I remember once reading a description of Lincoln Kirstein’s determination to round up talent for Ballet Society and its successor, New York City Ballet: “He was like a babushka, off to market in her headscarf and shawl, carrying a shopping basket on her arm.” With a few modifications, something similar could be said of Tomasson.  Many dancers in this company start out fully in harness. Others stretch into their potential warily, over time, or in fits and starts. Whatever it takes, whether coaching by in-house ballet masters and guest stagers, or becoming clay in the hands of respected and respectful choreographers such as Ratmansky, they ultimately  find their depth by working from the inside out to deliver the drama in legato works, comedy in character roles, all the while improving technique in serial encounters with quick-twitch kinesiology.

“Shostakovich Trilogy,” staged by the incomparable Nancy Raffa, comes in three parts. Each adheres to an autobiographical tracing that coincides with the brutal counterrevolution undertaken by Joseph Stalin on the backs of Russia’s workers and farmers. Its tyranny paved the way for that multi-nation country’s ultimate return to the chaos of capitalism. Shostakovich, whose talents were initially recognized and promoted under the patronage of Soviet Chief of Staff Mikhail Tukhchevsky, became Stalin’s darling for an extended season, until the composer could no longer tolerate the regime’s imposition of Socialist Realism and censorship. Eventually he fell out of  favor, resulting in suppression of his work. 

In “Symphonie #9,” men in black cavort. Women in green velvet cami dresses glissade into turns ending in syncopated bunny-hop jumps hyping cloying enthusiasm. Joseph Walsh imports a youthful, buoyantly joyful intensity and openness—presumably borne of the newly won freedom ignited by the first five years of the 1917 Russian Revolution. He’s a bright light beacon.

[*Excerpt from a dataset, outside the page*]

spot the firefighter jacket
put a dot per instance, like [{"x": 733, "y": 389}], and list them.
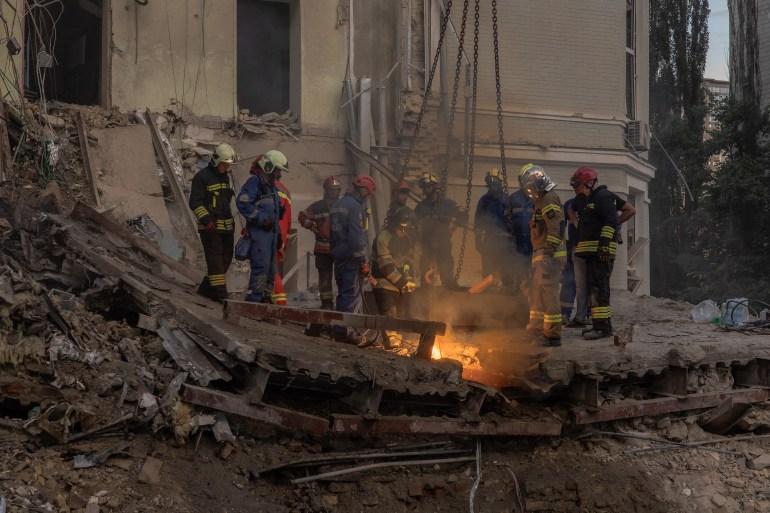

In his four seasons with the company, Walsh has buffed up a distinct polish of his own. Its purity of spirit  harkens back to the Gene Kelly era.  At the same time, he heat-seeks a full report from his partners. This evening his partner is Dores André, who punctuates her Walsh- transported lifts with generous balloné. 

Aaron Robison arrives channeling the seasoned, if darkly conflicted Shostakovich. He and Jennifer Stahl push toward and away from each other to the accompaniment of a flute. A frontier peopled by creeping dancers assembles semi-clandestinely.  As the ballet orchestra’s strings add depth, Robison brakes several times, possibly marking breaches when the revolution is successively  deprived of the few remaining gains that have blunted the impact of what Fidel Castro called out as “something worse than capitalism,” the betrayal from within of an anti-capitalist revolution.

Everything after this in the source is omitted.